This is part of an ongoing series of regional Shakespeare coverage. This is Louie Woodall here this week with the latest in Shakespeare news from London.
The life and legacy of Shakespeare has inspired generations of Londoners. Many of the playwrights, authors, and actors who call the city home owe a debt of gratitude to the Bard. So do dozens of businesses that have used his name and heritage to set the cash registers ringing. Interestingly, this confluence of business and Bardolatry has occasionally provided the catalyst for other great literary endeavours in the city.

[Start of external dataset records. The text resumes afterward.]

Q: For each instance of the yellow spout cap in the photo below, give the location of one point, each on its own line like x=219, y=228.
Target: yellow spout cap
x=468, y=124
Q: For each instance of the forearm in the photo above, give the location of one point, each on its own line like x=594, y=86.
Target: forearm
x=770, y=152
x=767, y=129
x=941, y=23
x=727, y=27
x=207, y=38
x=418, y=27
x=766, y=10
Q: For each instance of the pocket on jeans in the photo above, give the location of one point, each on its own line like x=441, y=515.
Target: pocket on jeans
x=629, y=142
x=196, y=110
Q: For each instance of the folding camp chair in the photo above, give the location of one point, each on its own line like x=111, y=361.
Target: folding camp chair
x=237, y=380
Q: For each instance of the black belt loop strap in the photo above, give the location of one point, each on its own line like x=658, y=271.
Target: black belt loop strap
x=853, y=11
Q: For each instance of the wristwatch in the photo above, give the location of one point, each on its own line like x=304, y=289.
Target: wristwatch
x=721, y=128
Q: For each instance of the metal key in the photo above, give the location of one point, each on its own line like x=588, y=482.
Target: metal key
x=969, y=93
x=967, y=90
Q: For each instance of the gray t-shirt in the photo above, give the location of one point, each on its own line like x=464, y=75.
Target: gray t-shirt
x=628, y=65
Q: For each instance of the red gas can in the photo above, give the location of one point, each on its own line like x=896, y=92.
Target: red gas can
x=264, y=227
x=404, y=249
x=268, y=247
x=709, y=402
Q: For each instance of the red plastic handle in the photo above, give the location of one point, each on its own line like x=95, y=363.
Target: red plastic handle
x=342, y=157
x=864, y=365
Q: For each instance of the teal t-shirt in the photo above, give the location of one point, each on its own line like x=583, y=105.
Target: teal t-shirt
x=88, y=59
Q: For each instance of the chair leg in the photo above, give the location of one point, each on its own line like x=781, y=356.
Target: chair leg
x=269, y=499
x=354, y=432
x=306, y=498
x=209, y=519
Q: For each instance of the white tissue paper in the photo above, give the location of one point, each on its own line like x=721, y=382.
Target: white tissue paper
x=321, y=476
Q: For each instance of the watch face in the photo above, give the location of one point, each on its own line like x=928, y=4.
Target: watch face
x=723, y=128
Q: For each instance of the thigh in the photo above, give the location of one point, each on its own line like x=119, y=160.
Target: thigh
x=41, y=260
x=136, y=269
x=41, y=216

London is home to two pubs named ‘The Shakespeare’s Head’. One, in fashionable Carnaby Street, is purported to have been established by distant relatives of the poet in 1735. It boasts a life-sized bust of the Bard that overlooks the street, but little else to endear it to those interested in the city’s cultural history.
The second, on Kingsway in Holborn, is a simple joint owned by Wetherspoons, the UK’s largest pub chain. However, this was one was founded in homage to a much more interesting pub that used to exist elsewhere in this part of London.
In the 19th century, this original ‘The Shakespeare’s Head’ was a popular watering hole with London’s dramatists, writers, and journalists–what Walter Dexter called “the Bohemian set of the Strand and Fleet Street”. It’s most renowned proprietor (in 1840) was one Mark Lemon, a playwright, journalist, and actor with a talent- appropriately enough- for impersonating Shakespearian characters. In the course of a long and varied career, he wrote over sixty melodramas, operettas and comedies that were often staged in the nearby Covent Garden area.
Lemon was also the first editor of the satirical newspaper Punch. Founded in 1841, Punch lit up the London literary scene and fast became a national treasure, feeding its readers a weekly diet of wit, humour, and clever political satire. Lemon said the magazine was written as an “asylum for the thousands of orphan jokes … the millions of perishing puns, which are now wandering about without so much as a shelf to rest upon”. Shakespeare himself would no doubt have been an avid reader.
Even before Lemon’s stint as landlord, the pub was a favourite haunt for some of London’s most feted writers. It is alleged that Charles Dickens was a frequent visitor and became a close friend of Lemon’s, who helped adapt some of the author’s works for the stage. Future Punch contributors Henry Mayhew and Douglas Jerrold– nicknamed “the little Shakespeare in a camlet [camel-hair] cloak”–were also said to be regular patrons. The number of literary stars who called the pub a second home led one chronicler of London’s lost buildings to refer to it as “a little quoting, quipping, quaffing club”.
It’s easy to imagine an establishment with such a pedigree could have stood the test of time and continued as a meeting place for the literary stars of today. But it was not to be. ‘The Shakespeare’s Head’, along with the whole of Wych Street on which it stood, was demolished by order of the London County Council in 1901 as part of a redevelopment works.
Yet it will always remain an important part of London’s cultural history. It also serves as a reminder that Shakespeare had, and will continue to have, a powerful effect on the hearts and minds of those who dream of adding to the city’s rich theatrical tradition.